Of the 118 elected officials carrying Farm Bureau’s seal of approval, the Friend of Agriculture, 113 won their races, Fisher said.
White, Pattersons honored. The farm group presented its top honor, the distinguished service award, to three individuals: Ohio Sen. Doug White and Geauga County’s Nancy and Jim Patterson.
Jim Patterson is a fifth-generation family farmer who owns Patterson Fruit Farm near Chesterland.
A Geauga County commissioner from 1969 to 1982, he was president of the Ohio Farm Bureau Federation from 1985 to 1989. He is also a past president of the Ohio Fruit Growers Society, former chair of the Farm Credit Bank of Louisville’s board of trustees and former chairman of the Ohio State University board of trustees.
Currently he serves on the board of directors for Nationwide Insurance and Nationwide Financial Services.
Nancy Patterson is a longtime advocate for agricultural education. She has served on the Ohio 4-H Foundation board of directors and has been instrumental in developing support for the new Ohio 4-H Center.
She was a member of the Ohio Farmland Preservation Task Force and has provided leadership within the ag community on both the local and state levels.
White, president of the Ohio Senate, represents District 14.
Former chairman of the Senate Agriculture Committee, he and his family own and operate an 800-acre crop and livestock farm.
Educator awards. Also during the annual meeting, the farm group presented Ohio State’s Bernie Erven and Craig Fendrick with its Cooperative Educator Award.

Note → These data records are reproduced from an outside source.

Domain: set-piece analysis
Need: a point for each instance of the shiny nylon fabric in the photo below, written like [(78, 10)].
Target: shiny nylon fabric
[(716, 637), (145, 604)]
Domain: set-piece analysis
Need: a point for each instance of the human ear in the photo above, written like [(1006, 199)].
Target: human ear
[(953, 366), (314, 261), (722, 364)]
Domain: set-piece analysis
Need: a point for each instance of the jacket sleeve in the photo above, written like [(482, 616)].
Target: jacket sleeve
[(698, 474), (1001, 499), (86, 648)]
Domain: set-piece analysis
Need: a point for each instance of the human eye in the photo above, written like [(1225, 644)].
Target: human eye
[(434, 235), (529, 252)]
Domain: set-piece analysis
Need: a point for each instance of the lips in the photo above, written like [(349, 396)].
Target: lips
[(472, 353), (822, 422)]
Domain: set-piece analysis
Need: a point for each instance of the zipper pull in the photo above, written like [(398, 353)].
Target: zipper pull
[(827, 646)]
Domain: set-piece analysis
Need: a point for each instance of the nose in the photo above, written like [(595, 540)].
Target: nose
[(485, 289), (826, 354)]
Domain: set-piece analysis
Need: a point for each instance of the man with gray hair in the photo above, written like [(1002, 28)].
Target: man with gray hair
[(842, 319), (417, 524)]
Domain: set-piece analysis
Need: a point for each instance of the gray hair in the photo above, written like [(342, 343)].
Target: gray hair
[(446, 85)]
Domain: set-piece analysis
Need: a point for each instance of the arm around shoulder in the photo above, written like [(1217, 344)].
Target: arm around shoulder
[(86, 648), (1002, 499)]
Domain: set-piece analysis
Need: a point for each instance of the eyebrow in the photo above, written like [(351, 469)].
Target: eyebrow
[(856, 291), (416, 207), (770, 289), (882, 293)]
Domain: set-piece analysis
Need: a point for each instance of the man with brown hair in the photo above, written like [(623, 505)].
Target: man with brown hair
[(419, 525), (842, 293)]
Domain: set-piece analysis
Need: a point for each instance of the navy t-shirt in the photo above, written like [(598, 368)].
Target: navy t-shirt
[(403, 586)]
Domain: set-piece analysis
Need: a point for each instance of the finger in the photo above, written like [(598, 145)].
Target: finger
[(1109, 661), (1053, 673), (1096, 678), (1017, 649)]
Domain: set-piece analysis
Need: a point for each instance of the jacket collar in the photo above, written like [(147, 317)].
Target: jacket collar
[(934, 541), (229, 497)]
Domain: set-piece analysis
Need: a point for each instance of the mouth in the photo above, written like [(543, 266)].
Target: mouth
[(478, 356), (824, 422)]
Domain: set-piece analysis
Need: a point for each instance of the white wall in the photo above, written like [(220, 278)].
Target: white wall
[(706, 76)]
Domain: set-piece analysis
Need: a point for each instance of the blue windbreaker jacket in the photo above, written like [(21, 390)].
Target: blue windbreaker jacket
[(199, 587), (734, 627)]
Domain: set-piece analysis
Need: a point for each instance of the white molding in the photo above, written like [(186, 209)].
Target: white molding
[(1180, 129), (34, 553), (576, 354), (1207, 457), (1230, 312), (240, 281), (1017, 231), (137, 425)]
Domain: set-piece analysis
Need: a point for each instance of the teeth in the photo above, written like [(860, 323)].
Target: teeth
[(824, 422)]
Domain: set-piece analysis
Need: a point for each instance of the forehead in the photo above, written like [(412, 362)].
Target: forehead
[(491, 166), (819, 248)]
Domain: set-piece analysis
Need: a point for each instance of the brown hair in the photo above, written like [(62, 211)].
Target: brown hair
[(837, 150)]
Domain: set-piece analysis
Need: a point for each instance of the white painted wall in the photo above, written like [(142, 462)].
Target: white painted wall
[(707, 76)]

Erven served on the faculty of Ohio State University in the department of agricultural economics from 1969 until his retirement in December 2003. He is nationally recognized in the areas of agricultural labor and human resources and has won numerous teaching awards.
Fendrick served as director of the Farm Science Review for 23 years until his retirement this summer. He began with the Review as a student services assistant in 1966 and eventually became manager in 1981.
During his tenure at the Review, he successfully transferred the show to the Molly Caren Agricultural Center.